Court of Appeals of the State of New York
Mar 1, 1868
39 N.Y. 90 (N.Y. 1868)

Opinion

March Term, 1868

John Thompson, for the appellant.

Homer A. Nelson, for the respondent.



This case is distinguished from Le Roy v. The Park Insurance Company in this, that by one of the conditions of the policy in this case, the representations contained in the survey referred to in the policy, are made part of the policy, and are declared to be warranties. This must be deemed assented to by the plaintiff, when he accepted the policy, and it is therefore the contract between the parties. If these representations are warranties, it was error to submit to the jury the question, whether the particulars, in which, at the time when this policy was made, the premises did not correspond with the description, increased the risk or not. The rule of the charge to the jury, in this respect, is true as to mere representations, but not so of warranties; these the insurer may insist upon according to their tenor.
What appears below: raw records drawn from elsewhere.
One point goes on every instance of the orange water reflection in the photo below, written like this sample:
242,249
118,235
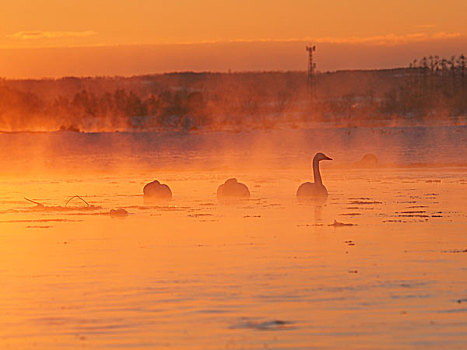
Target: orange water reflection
263,273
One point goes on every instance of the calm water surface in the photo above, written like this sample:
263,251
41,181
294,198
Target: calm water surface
268,273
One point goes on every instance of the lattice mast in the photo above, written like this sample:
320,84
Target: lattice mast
311,70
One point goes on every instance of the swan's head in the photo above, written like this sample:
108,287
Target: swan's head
320,156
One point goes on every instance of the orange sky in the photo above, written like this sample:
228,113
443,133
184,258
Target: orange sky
115,25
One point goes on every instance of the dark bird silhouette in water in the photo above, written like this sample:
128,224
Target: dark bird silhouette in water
314,191
157,191
232,189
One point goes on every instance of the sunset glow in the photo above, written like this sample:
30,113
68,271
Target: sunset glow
130,29
233,174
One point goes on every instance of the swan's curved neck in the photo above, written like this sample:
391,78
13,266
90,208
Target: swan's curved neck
316,172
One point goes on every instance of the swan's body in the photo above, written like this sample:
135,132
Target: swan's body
233,189
314,190
157,191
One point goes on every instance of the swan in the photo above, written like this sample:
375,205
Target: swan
315,190
233,189
156,190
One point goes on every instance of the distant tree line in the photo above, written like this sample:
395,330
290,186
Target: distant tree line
433,86
430,87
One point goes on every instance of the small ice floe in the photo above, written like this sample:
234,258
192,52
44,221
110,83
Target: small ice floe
262,325
118,213
232,189
155,191
340,224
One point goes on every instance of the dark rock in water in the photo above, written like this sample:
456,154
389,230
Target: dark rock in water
233,189
118,213
261,325
157,191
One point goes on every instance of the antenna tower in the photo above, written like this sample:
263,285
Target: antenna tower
311,70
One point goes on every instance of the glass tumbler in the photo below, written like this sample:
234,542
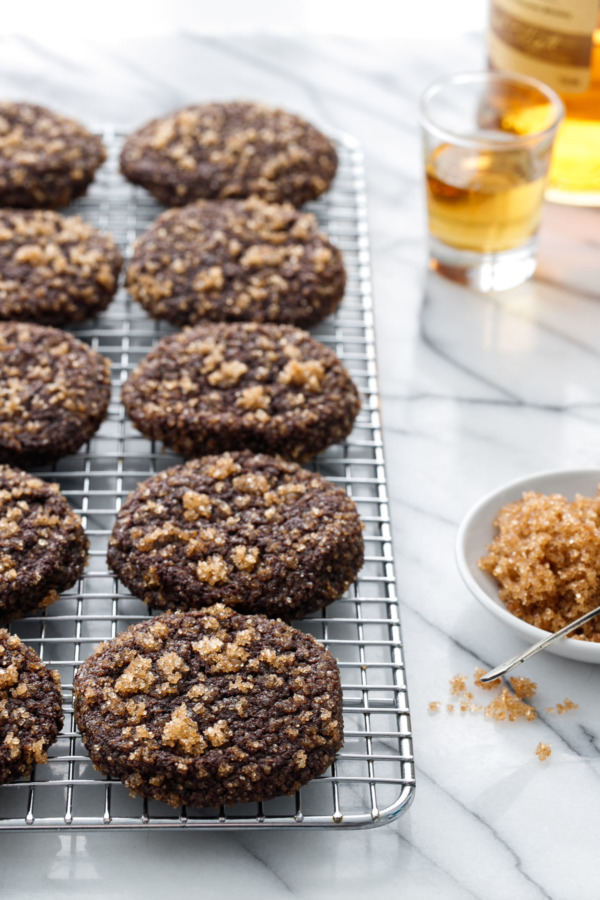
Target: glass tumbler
487,139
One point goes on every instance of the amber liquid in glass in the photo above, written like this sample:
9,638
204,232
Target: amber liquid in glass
487,201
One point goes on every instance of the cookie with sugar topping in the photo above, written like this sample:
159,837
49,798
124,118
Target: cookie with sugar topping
43,547
54,269
54,393
236,260
240,385
250,530
210,707
46,160
222,150
31,711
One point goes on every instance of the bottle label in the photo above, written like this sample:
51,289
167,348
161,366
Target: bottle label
548,39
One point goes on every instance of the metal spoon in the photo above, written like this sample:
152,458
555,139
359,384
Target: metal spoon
541,645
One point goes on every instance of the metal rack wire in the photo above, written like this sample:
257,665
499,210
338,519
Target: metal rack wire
372,780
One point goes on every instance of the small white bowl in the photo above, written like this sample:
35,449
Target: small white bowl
477,531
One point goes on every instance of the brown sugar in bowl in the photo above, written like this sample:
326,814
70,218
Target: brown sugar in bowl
477,531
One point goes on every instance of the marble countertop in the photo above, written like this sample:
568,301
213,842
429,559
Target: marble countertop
476,391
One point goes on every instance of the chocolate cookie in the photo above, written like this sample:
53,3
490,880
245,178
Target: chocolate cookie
251,531
30,708
54,393
46,160
237,259
220,150
43,547
239,385
54,269
210,707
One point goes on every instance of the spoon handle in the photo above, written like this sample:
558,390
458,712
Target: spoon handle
541,645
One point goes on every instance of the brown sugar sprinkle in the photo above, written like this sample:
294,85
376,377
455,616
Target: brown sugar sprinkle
546,558
523,687
458,685
543,751
507,705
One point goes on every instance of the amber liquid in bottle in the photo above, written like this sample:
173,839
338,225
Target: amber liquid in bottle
486,201
575,170
563,60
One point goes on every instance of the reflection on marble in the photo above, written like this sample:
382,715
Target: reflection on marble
476,391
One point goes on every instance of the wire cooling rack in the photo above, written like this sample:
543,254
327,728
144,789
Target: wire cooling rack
372,779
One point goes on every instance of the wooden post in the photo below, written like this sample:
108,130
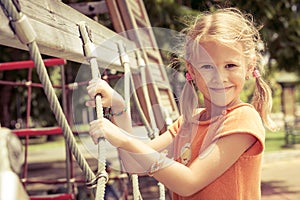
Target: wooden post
55,24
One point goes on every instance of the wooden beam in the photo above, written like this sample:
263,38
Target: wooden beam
55,24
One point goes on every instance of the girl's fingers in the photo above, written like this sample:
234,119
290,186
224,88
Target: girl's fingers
90,103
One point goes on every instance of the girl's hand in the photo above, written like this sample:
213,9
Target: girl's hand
103,128
109,96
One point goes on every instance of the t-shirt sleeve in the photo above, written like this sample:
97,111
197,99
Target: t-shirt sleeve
244,120
174,128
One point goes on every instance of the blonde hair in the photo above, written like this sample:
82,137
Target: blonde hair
227,26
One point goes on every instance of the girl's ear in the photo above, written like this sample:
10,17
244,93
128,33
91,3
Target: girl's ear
190,69
251,67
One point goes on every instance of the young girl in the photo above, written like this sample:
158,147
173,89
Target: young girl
216,151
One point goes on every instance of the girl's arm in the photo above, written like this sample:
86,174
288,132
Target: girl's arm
179,178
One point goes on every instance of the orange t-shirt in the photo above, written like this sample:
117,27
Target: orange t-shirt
242,180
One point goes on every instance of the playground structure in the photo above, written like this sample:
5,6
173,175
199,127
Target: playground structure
67,37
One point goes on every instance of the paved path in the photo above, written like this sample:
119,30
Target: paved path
280,172
280,176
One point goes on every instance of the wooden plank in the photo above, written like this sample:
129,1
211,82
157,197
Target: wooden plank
58,35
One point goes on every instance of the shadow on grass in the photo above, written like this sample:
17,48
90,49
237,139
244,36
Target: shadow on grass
269,188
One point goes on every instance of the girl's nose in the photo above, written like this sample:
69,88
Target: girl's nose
220,76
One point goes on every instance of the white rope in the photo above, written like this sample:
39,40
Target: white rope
101,177
127,78
150,111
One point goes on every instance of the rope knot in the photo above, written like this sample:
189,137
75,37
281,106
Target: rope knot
94,181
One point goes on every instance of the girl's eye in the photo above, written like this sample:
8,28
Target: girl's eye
230,65
207,67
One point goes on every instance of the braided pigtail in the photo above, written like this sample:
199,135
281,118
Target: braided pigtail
262,100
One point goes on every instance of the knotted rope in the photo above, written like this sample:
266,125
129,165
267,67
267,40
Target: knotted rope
26,35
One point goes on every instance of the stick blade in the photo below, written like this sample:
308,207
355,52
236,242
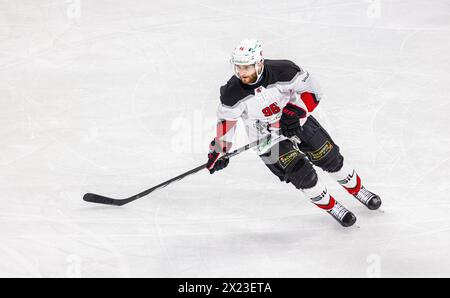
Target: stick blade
94,198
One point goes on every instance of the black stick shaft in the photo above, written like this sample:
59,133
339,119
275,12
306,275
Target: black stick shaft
94,198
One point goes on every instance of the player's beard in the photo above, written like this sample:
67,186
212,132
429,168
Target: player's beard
249,79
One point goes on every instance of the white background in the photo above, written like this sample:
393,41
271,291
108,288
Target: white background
113,97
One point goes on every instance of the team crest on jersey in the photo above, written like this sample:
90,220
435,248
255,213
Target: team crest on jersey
321,152
287,158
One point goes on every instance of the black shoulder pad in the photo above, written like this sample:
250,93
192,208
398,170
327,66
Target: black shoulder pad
233,92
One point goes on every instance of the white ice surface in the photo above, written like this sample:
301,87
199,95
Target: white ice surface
95,96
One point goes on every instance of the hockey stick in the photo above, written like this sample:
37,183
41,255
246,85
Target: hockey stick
94,198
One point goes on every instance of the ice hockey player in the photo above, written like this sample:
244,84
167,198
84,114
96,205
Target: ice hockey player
279,96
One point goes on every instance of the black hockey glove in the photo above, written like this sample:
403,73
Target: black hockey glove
290,120
215,162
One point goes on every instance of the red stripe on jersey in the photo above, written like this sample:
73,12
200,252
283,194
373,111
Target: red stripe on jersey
310,100
328,206
355,190
275,124
224,126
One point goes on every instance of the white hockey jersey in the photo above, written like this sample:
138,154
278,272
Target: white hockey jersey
260,105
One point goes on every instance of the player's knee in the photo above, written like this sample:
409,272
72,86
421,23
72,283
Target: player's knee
303,175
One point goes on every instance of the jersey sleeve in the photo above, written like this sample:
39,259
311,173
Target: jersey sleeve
228,113
304,89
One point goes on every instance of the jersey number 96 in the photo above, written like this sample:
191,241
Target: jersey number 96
270,110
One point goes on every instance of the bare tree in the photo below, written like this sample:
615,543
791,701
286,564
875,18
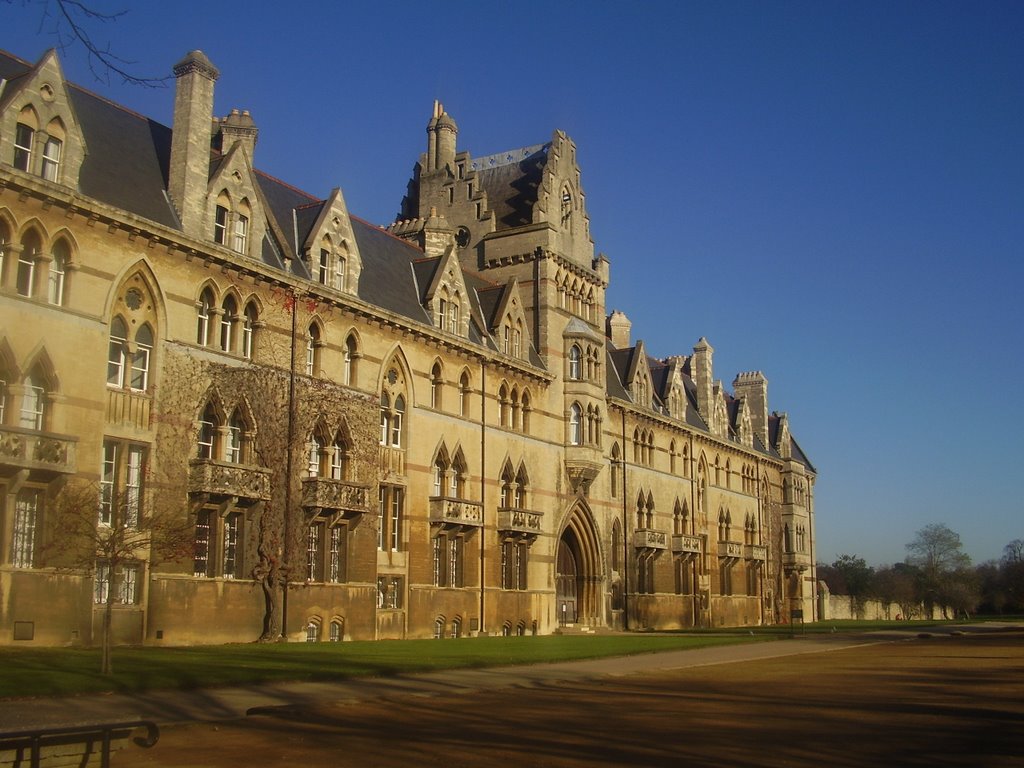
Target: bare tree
72,23
1014,552
113,540
938,554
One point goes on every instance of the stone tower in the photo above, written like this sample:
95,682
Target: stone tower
189,170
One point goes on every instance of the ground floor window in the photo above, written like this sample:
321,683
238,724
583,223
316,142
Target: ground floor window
327,552
725,577
312,632
337,631
685,576
389,592
218,545
449,559
390,513
126,582
27,514
514,559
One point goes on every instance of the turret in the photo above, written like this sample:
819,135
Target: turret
619,330
441,136
239,127
700,370
753,387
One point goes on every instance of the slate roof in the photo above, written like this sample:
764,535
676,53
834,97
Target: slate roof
511,187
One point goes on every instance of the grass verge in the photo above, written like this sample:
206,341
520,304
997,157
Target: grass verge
48,672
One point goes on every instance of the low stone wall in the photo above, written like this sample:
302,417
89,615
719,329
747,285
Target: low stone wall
841,607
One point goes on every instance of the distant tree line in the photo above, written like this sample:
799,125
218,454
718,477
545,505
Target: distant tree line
935,572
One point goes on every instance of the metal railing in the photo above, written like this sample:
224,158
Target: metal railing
29,745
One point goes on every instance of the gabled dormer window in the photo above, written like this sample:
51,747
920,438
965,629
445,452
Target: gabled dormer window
230,223
51,159
24,136
241,240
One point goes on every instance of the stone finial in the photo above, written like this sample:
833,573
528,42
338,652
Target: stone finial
196,61
619,329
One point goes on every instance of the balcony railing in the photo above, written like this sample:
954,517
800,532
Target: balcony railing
131,409
224,478
798,560
43,454
730,549
519,520
324,493
683,543
392,460
756,552
650,539
456,511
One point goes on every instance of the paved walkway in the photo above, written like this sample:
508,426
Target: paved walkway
167,707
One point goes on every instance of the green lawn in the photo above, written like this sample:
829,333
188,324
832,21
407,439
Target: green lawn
44,672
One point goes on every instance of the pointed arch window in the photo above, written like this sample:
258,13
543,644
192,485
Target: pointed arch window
436,386
140,358
51,159
31,248
240,241
228,321
203,316
316,456
339,458
209,426
33,402
24,136
393,408
576,360
249,321
576,424
464,390
312,349
351,353
117,353
396,418
238,439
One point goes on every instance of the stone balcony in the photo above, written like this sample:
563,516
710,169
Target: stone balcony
683,544
519,520
327,494
226,479
730,549
456,511
756,552
43,455
650,539
796,561
391,460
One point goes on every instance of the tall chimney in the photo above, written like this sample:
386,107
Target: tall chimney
753,387
700,369
189,171
239,127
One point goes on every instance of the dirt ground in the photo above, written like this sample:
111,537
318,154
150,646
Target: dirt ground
934,701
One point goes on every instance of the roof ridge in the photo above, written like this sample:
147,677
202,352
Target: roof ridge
312,198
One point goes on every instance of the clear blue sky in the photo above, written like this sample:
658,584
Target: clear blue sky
830,193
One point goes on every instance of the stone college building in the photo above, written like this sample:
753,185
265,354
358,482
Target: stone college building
228,408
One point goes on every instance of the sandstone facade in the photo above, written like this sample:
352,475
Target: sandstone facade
432,429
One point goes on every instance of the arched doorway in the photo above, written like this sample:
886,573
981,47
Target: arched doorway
579,571
566,582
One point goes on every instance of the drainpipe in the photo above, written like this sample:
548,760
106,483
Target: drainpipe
288,466
483,481
626,537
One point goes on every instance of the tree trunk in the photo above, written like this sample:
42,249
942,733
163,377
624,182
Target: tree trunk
105,663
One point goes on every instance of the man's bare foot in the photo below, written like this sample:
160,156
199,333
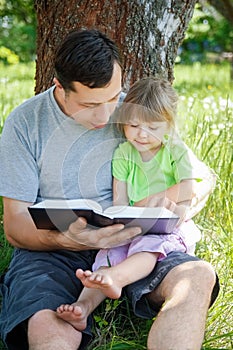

To assume, then, that the survey referred to in this policy was a mere representation, and submit to the jury the question of materiality, was error, for the policy of these defendants was issued after this survey was made.

On the question whether the survey produced on the trial was made as a survey by the plaintiff, and was intended as the basis of the insurances to be effected, or, on the other hand, whether there was another survey which the plaintiff supposed was the survey referred to in the policy, was in doubt upon the evidence, but that did not warrant an assumption by the court, in the charge to the jury, that there was no warranty.

If the Market Insurance company — the defendants — made the insurance in good faith, in reliance upon the survey produced on the trial, while the plaintiff supposed another survey was referred to, it may be true that the minds of the parties did not meet in any contract of insurance.

A new trial may throw more light upon that question.

The judgment must be reversed, and a new trial ordered; costs to abide the event.


The plaintiffs in this action claim to recover upon a policy of insurance, issued on the fifth day of June, 1861. It appeared, upon the trial, that on the fourteenth day of October, 1860, the Park Fire Insurance company insured the same property for the plaintiffs, and that the survey introduced in evidence was made in reference to that insurance on the twenty-second of May, 1861, and filed in the office of the latter company. This survey is entitled "State Fire Insurance Company of New Haven, Conn.," and although originally dated on the twenty-second of May, the date was subsequently altered to the fourteenth day of October previous, when the policy was actually issued. It is referred to in the policy of insurance, upon which this action is founded, in connection with a description of the location of the building, as a survey filed in the office of the Park Fire Insurance company, and in no other manner.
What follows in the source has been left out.